De vader van de verdachte in kwestie had eerder die ochtend al gemaild in verband met een mogelijke aanhouding in Engeland. Van Steenbrugge benadrukt dat hij steeds de raad heeft gegeven om open kaart te spelen over de drugstrafiek en dus absoluut niet meewerkte met de criminele organisatie.
Persoonlijk onderhoud
Van Steenbrugge vraagt nu aan minister Vincent Van Quickenborne (Open VLD) om een onderzoek te voeren naar de omstandigheden van zijn vervolging. “Ik heb hem aangeschreven in zijn hoedanigheid van verantwoordelijke voor het vervolgingsbeleid en als tuchtoverste van de leden van de ambtenaren van het Openbaar Ministerie die op een schadeberokkende wijze de vervolging tegen mij, boven het hoofd van de onderzoeksrechter, hebben opgestart.”
Over die kwestie wil Van Steenbrugge ook een persoonlijk onderhoud met de minister. “Aan niet één van de zes criteria die moeten vervuld zijn om te kunnen spreken van een strafbaar lidmaatschap aan een criminele organisatie, waren voldaan”, klinkt het.
Wraakactie
Door de strafpleiter wordt ook opnieuw gewezen op de mogelijke rol van eerste advocaat-generaal Francis Clarysse. Clarysse was openbaar aanklager toen de cliënt van Van Steenbrugge werd vrijgesproken op het euthanasieproces.
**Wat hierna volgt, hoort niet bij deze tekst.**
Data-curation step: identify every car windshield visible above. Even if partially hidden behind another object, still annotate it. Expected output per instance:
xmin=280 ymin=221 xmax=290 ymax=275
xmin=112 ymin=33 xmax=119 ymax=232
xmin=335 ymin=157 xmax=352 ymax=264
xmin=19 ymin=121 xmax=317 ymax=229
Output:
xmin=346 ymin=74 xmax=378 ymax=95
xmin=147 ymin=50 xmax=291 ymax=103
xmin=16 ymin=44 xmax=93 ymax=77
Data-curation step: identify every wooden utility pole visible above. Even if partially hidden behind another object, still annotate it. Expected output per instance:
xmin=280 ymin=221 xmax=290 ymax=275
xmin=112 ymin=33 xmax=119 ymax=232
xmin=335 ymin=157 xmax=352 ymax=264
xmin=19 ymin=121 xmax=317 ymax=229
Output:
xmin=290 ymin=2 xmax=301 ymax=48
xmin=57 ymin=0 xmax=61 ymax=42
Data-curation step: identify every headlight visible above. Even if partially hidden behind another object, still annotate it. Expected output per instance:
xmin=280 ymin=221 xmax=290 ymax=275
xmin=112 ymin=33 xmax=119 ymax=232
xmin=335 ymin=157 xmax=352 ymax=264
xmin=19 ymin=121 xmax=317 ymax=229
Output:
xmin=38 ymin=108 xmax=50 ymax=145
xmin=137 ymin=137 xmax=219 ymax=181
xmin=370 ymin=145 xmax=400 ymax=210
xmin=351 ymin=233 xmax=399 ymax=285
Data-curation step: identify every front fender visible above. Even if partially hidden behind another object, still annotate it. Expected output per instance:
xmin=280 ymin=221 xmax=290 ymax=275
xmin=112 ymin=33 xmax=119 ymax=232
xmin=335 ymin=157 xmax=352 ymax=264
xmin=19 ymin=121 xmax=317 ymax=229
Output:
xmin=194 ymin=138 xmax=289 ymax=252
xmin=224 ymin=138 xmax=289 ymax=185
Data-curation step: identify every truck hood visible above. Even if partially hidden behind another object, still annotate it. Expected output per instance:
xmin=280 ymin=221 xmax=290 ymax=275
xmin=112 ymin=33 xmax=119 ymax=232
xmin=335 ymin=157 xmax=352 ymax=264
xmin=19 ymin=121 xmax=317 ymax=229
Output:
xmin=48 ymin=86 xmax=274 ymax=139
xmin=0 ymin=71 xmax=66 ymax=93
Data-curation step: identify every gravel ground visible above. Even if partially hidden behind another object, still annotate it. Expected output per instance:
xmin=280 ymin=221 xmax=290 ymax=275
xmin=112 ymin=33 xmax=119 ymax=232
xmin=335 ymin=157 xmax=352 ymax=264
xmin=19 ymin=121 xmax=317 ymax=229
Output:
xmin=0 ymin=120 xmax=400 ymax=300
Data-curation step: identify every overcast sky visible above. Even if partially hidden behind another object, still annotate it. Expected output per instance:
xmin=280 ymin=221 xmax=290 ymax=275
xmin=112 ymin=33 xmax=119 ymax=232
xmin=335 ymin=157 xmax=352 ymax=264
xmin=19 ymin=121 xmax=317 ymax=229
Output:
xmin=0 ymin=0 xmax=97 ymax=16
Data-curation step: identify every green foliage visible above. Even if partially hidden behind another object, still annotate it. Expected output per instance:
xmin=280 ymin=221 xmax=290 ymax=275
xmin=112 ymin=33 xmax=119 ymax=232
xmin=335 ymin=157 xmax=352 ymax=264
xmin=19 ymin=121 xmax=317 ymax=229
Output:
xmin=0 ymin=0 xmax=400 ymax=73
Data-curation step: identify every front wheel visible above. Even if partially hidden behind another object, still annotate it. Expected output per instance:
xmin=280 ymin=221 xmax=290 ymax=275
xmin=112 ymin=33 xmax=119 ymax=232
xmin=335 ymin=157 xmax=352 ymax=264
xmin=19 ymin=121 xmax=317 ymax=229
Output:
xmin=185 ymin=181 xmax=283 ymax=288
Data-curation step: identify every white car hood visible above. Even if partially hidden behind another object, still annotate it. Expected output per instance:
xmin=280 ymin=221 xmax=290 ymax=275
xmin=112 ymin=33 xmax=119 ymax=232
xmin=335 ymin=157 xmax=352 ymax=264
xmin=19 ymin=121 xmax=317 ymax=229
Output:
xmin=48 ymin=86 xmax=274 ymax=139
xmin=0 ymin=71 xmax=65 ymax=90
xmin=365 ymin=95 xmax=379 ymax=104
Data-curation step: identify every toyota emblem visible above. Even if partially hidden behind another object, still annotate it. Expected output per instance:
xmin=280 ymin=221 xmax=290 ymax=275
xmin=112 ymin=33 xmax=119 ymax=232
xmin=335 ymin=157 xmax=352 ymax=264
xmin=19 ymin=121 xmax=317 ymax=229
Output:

“Ik zal tevens aan de minister kenbaar maken dat het de heer Francis Clarysse was, die om mijn verwijdering als raadsman van mijn cliënt per brief verzocht heeft, en ook bereikte, en dit zonder enige feitelijke reden waardoor mijn cliënt, de rechtszoekende, in zijn verdediging werd geschaad. Het enige dat de heer Clarysse stelde was dat zijn ambt mij ‘impliciet inverdenkingstelde’, een term die overigens geen enkele wettelijke basis heeft.” De Gentse procureur-generaal Erwin Dernicout reageerde eerder al dat van een wraakactie absoluut geen sprake was.
Perslekken
Daarnaast wordt door Van Steenbrugge aangedrongen op een onderzoek naar eventuele perslekken. “Het vermoeden van onschuld werd hierdoor aangetast. Het is zelfs strafbaar om tijdens deze fase van het onderzoek inlichtingen uit het strafdossier publiekelijk te maken wanneer deze een inbreuk vormen op het privéleven of de morele integriteit van een in het dossier genoemde persoon.”
Ten slotte meent de strafpleiter dat het OM jonge advocaten door een dergelijke vervolging zou kunnen intimideren, waardoor ze minder voluit durven gaan in hun verdediging. “Ik zal er tevens op aandringen dat een wetgevend initiatief wordt genomen om het Openbaar Ministerie op een efficiënte manier te controleren. Machtsmisbruik hoort niet thuis in een rechtsstaat.”